Der deutsche Montrachet — das Kirchenstück in Forst!?
Vor 100 Jahren wäre die Überschrift des Artikels noch genau umgekehrt verfasst worden und zwar aus der französischen Perspektive: „Das französische Kirchenstück – der Montrachet von Puligny!?“ Leider haben die zwischenzeitlichen Entwicklungen im deutschen Weinbau und das Weingesetz von 1971 das Ansehen des deutschen Weines über Jahrzehnte derart geschadet, dass die gewählte Überschrift selbst für deutsche Weinfreunde nötig erscheint, um wieder ins Bewusstsein zu rufen, welche wahren Schätze an Lagen wir in Deutschland beherbergen.
Ohne Zweifel ist das Forster Kirchenstück ein Grand Cru, das es mit jeder großen Lage der Welt aufnehmen kann. Dies bestätigte bereits die Königlich Bayrische Lagenklassifikation von 1828, in der es die höchste Einstufung erhielt. Man erzählt sich, dass selbst spanische Generäle ihre Soldaten während des 30-Jährigen Krieges vor dem Kirchenstück salutieren ließen. Die nur knapp vier Hektar große Lage bietet dank seiner besonderen geologischen und klimatischen Voraussetzungen die notwendigen Voraussetzungen, um einen besonders eleganten, ja noblen Weinstil hervorzubringen.
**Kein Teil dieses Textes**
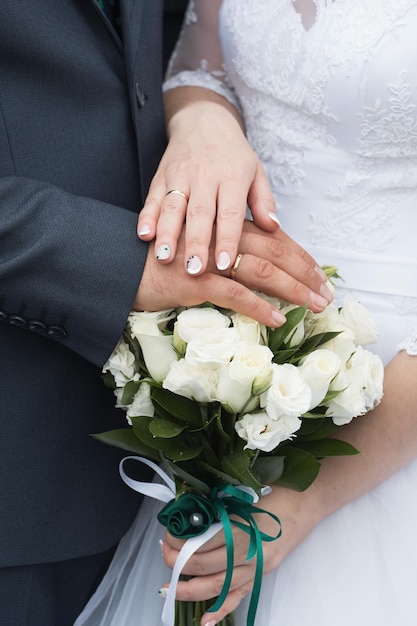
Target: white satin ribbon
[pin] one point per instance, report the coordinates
(166, 493)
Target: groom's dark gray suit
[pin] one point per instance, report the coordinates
(81, 133)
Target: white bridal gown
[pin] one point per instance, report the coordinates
(329, 95)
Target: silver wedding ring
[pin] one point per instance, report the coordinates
(180, 193)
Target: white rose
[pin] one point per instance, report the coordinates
(120, 364)
(195, 322)
(367, 371)
(318, 369)
(252, 363)
(361, 381)
(263, 433)
(357, 318)
(328, 320)
(233, 393)
(249, 330)
(212, 347)
(149, 323)
(342, 345)
(158, 354)
(141, 403)
(193, 382)
(288, 395)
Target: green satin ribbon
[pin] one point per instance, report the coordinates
(180, 517)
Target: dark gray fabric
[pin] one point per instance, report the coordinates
(51, 594)
(81, 133)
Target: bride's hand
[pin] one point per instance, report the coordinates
(387, 440)
(208, 565)
(208, 175)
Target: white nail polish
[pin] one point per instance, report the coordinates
(194, 265)
(223, 261)
(163, 252)
(145, 230)
(278, 318)
(274, 218)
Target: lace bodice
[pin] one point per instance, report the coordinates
(329, 97)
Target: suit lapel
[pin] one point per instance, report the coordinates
(131, 19)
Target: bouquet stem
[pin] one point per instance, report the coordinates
(190, 613)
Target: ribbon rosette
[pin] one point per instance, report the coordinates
(197, 519)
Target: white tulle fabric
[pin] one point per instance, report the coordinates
(328, 92)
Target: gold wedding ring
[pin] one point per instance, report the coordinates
(178, 192)
(235, 266)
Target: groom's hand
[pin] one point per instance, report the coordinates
(271, 263)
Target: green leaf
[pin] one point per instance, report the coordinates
(317, 427)
(312, 343)
(221, 477)
(183, 409)
(329, 447)
(165, 428)
(277, 336)
(129, 392)
(268, 469)
(126, 439)
(300, 469)
(237, 466)
(176, 449)
(179, 471)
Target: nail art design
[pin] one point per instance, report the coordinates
(145, 230)
(194, 264)
(164, 252)
(274, 218)
(223, 261)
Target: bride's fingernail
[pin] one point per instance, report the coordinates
(163, 252)
(326, 292)
(320, 272)
(145, 230)
(194, 264)
(274, 218)
(278, 318)
(318, 300)
(223, 261)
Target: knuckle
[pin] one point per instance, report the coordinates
(197, 210)
(218, 585)
(198, 566)
(277, 248)
(229, 212)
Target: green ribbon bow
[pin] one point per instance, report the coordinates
(192, 514)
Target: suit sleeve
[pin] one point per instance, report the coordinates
(69, 266)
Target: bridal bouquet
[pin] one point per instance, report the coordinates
(227, 406)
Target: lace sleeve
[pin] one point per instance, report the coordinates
(197, 59)
(410, 344)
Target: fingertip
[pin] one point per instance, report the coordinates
(163, 252)
(223, 260)
(194, 265)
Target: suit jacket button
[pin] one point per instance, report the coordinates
(17, 320)
(37, 326)
(56, 332)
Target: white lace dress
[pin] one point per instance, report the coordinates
(328, 91)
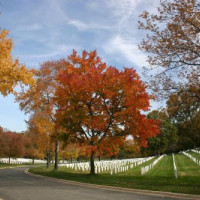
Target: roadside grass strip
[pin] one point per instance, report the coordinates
(150, 166)
(112, 167)
(160, 178)
(21, 161)
(191, 157)
(194, 154)
(196, 151)
(175, 168)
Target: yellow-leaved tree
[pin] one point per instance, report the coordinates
(11, 71)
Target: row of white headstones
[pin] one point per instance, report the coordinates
(150, 166)
(113, 166)
(21, 161)
(192, 158)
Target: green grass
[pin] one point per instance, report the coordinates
(195, 155)
(160, 178)
(4, 165)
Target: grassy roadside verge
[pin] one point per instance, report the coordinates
(5, 165)
(160, 178)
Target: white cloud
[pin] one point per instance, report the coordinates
(32, 27)
(128, 49)
(82, 26)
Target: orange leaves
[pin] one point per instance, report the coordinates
(99, 103)
(11, 72)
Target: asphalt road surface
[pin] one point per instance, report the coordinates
(16, 185)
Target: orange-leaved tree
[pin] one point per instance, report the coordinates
(99, 103)
(11, 71)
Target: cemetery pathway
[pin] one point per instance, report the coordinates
(16, 185)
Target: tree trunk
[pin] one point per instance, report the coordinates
(48, 160)
(56, 154)
(92, 167)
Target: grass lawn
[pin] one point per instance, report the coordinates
(195, 155)
(160, 178)
(3, 165)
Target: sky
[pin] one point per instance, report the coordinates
(44, 30)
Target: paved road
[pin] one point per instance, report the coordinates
(16, 185)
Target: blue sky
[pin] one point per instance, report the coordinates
(50, 29)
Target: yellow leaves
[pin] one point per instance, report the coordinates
(11, 72)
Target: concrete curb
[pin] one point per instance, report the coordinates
(119, 189)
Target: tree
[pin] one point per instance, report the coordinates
(184, 111)
(40, 99)
(166, 141)
(11, 71)
(99, 103)
(40, 128)
(173, 44)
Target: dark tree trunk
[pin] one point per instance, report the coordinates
(56, 155)
(48, 159)
(92, 167)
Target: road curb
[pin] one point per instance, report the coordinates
(135, 191)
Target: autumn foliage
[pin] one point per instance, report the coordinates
(99, 103)
(11, 71)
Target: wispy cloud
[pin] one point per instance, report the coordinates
(31, 27)
(128, 49)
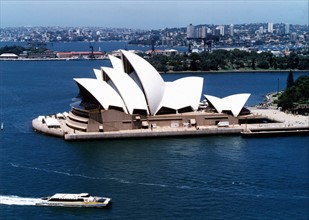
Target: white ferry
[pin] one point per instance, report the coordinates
(75, 200)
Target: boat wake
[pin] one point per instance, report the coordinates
(16, 200)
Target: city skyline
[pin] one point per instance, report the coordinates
(150, 14)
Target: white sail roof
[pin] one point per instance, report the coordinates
(102, 92)
(116, 63)
(98, 74)
(151, 81)
(131, 94)
(184, 92)
(233, 103)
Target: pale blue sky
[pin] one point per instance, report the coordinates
(150, 14)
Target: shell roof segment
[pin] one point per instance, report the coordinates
(131, 94)
(151, 81)
(233, 103)
(184, 92)
(102, 92)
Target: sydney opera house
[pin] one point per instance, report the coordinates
(132, 95)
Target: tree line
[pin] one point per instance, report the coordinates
(229, 60)
(19, 49)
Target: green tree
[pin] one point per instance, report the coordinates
(290, 79)
(263, 64)
(298, 93)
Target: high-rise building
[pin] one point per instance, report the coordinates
(270, 28)
(261, 30)
(287, 28)
(232, 30)
(204, 32)
(221, 29)
(190, 31)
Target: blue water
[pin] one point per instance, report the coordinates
(220, 177)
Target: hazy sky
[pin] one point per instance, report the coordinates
(150, 14)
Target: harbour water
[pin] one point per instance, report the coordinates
(219, 177)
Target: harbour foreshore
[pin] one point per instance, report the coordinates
(286, 124)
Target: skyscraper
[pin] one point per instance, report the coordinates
(270, 28)
(221, 29)
(287, 28)
(232, 30)
(190, 31)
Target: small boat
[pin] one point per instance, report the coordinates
(75, 200)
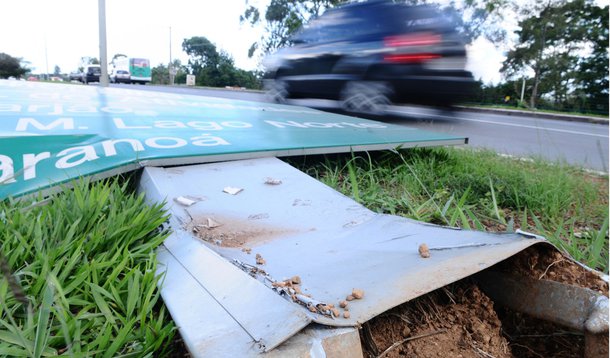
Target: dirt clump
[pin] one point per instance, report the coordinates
(543, 262)
(455, 321)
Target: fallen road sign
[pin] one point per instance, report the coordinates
(53, 133)
(249, 269)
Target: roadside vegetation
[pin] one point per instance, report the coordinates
(79, 268)
(79, 275)
(479, 190)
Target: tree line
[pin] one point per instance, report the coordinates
(559, 59)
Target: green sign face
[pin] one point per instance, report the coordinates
(53, 133)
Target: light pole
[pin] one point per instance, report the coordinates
(103, 55)
(170, 67)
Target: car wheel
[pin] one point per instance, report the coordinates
(366, 97)
(276, 91)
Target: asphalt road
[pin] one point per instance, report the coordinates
(579, 143)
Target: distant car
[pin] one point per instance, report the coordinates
(91, 73)
(371, 54)
(120, 76)
(75, 76)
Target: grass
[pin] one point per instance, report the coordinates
(479, 190)
(78, 270)
(81, 272)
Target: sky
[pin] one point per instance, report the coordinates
(58, 33)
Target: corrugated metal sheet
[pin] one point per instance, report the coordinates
(297, 226)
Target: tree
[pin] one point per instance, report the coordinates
(283, 19)
(160, 73)
(11, 66)
(473, 18)
(118, 55)
(86, 60)
(553, 39)
(213, 67)
(592, 74)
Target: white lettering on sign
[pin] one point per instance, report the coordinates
(201, 125)
(78, 155)
(278, 124)
(207, 140)
(118, 122)
(7, 169)
(25, 122)
(29, 163)
(165, 142)
(110, 146)
(81, 155)
(9, 107)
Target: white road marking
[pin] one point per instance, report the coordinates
(518, 125)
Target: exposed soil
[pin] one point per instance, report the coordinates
(456, 321)
(459, 320)
(545, 263)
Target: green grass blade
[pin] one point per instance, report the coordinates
(43, 324)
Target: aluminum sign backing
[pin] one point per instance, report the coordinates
(244, 227)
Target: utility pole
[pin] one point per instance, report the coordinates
(46, 58)
(170, 68)
(103, 55)
(522, 90)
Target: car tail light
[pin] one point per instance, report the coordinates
(411, 48)
(421, 39)
(411, 58)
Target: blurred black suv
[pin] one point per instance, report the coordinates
(370, 54)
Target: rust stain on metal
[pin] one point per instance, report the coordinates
(235, 233)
Das Terroir bringt weniger eine eindeutige, aromatische Stilistik hervor, wie zum Beispiel der Pechstein und der Jesuitengarten, seine Einzigartigkeit liegt vielmehr in einer besonderen Feinheit seiner Weine. Oftmals würde man diese nicht einmal an die Mittelhardt stecken, denn die dort zuweilen vorkommende Fülligkeit und fleischige Fruchtigkeit ist ihr fremd. Zwar zeigen die Weine gelegentlich die ins Tropische gehende Frucht und eine ausgeprägte Mineralität, aber die besondere Güte begründet sich in der gehohenen Noblesse und Klarheit. Bei aller Kraft und aromatischen Fülle vermählen die Weine die einzelnen Komponenten in einer besonderen harmonischen Weise und bringen so Spiel, Tiefe und Trinkfreude in den Wein. Dies gilt im besonderen Maße für die Weine des Weinguts Bürklin-Wolf, welches sich dankenswerter Weise seit 1994 der burgundischen Klassifikation verpflichtet fühlt und den entsprechenden Qualitätsanspruch an ihre Premier- und Grand Crus stellt.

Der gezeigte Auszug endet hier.